What is the best way to have this data stored in my app? Currently the data is in a spreadsheet.
The data looks like:
Index 0,Index 1,Index 2,Index 3 ,Index 4,Index 5,Index 6,Index 7,Index 8,Index 9
10,156,326,614,1261,1890,3639,5800,10253,20914
20,107,224,422,867,1299,2501,3986,7047,14374 ...etc.
Where the number at index zero is the name of the row (entered by user) and the numbers after that are the values also entered by the user.
I want the code to take the two numbers (row and value) and then return a string based on the column heading (shown here as index 0 - 9)
the last tricky bit is if the user enters a value that is in between the values give I want it to use the next highest value from the data. E.g. if in row "10" the user inputs 700 I want the code to return the index heading for 1261.
Does that make sense?
Possibilities are endless...
In code as a static 2D array
XML
JSON
Tab Delimited Text File
Comma Delimited Text File
PList
etc.
All depends on your needs and wants.
On the CONs for each:
Static 2D array may consume some memory every time the app runs...

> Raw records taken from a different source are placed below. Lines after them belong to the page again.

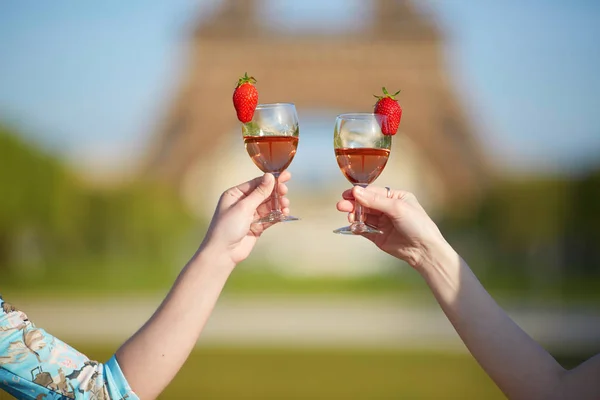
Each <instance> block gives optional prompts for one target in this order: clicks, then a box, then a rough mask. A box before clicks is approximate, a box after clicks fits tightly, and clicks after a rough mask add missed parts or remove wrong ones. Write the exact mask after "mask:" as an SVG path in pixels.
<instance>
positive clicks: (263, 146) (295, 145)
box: [242, 103, 299, 223]
mask: <svg viewBox="0 0 600 400" xmlns="http://www.w3.org/2000/svg"><path fill="white" fill-rule="evenodd" d="M242 135H243V137H244V144H245V145H246V151H247V152H248V154H249V155H250V158H251V159H252V161H253V162H254V164H256V166H257V167H258V168H260V170H261V171H263V172H265V173H266V172H270V173H272V174H273V175H274V176H275V189H274V190H273V195H272V200H273V201H272V205H271V212H270V213H269V214H268V215H267V216H265V217H263V218H260V219H258V220H256V221H254V223H275V222H288V221H296V220H298V218H296V217H292V216H291V215H284V214H283V212H282V211H281V206H280V204H279V193H278V191H277V187H278V184H279V175H280V174H281V173H282V172H283V171H284V170H285V169H286V168H287V167H288V166H289V165H290V163H291V162H292V160H293V159H294V156H295V155H296V149H297V147H298V135H299V127H298V115H297V113H296V107H295V106H294V104H292V103H274V104H259V105H258V106H257V107H256V110H255V111H254V117H253V118H252V121H250V122H248V123H245V124H243V125H242Z"/></svg>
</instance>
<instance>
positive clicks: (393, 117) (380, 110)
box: [374, 87, 402, 136]
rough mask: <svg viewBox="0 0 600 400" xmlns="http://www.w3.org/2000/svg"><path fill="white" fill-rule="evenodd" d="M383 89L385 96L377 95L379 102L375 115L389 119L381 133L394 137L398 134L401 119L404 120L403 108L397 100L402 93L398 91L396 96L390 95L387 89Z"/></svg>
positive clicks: (375, 107)
mask: <svg viewBox="0 0 600 400" xmlns="http://www.w3.org/2000/svg"><path fill="white" fill-rule="evenodd" d="M381 89H382V90H383V96H377V95H375V97H376V98H377V99H378V100H377V103H375V110H374V113H375V114H381V115H385V116H386V117H387V118H386V119H387V122H386V123H385V124H384V125H383V126H382V127H381V131H382V133H383V134H384V135H390V136H393V135H395V134H396V133H397V132H398V127H399V126H400V119H401V118H402V107H400V104H398V100H396V96H397V95H398V93H400V91H399V90H398V91H397V92H396V93H394V94H389V93H388V91H387V89H386V88H385V87H383V88H381Z"/></svg>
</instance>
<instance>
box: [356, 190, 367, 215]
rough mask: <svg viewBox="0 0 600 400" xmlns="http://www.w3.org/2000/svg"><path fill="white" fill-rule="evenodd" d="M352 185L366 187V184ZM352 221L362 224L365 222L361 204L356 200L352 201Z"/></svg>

A file will involve some disk IO or processing requirements to read the values out of the file stored in the Bundle.
On the PROs for each:
Data from the static array would be FAST...
Updating data in a file could be done on-the-fly over the web.
You could write a simple routine to dump your spreadsheet into any of the above listed options, so I don't think that's a real serious consideration. It's mostly about what works best for you in terms of size of data and updatability/maintainability.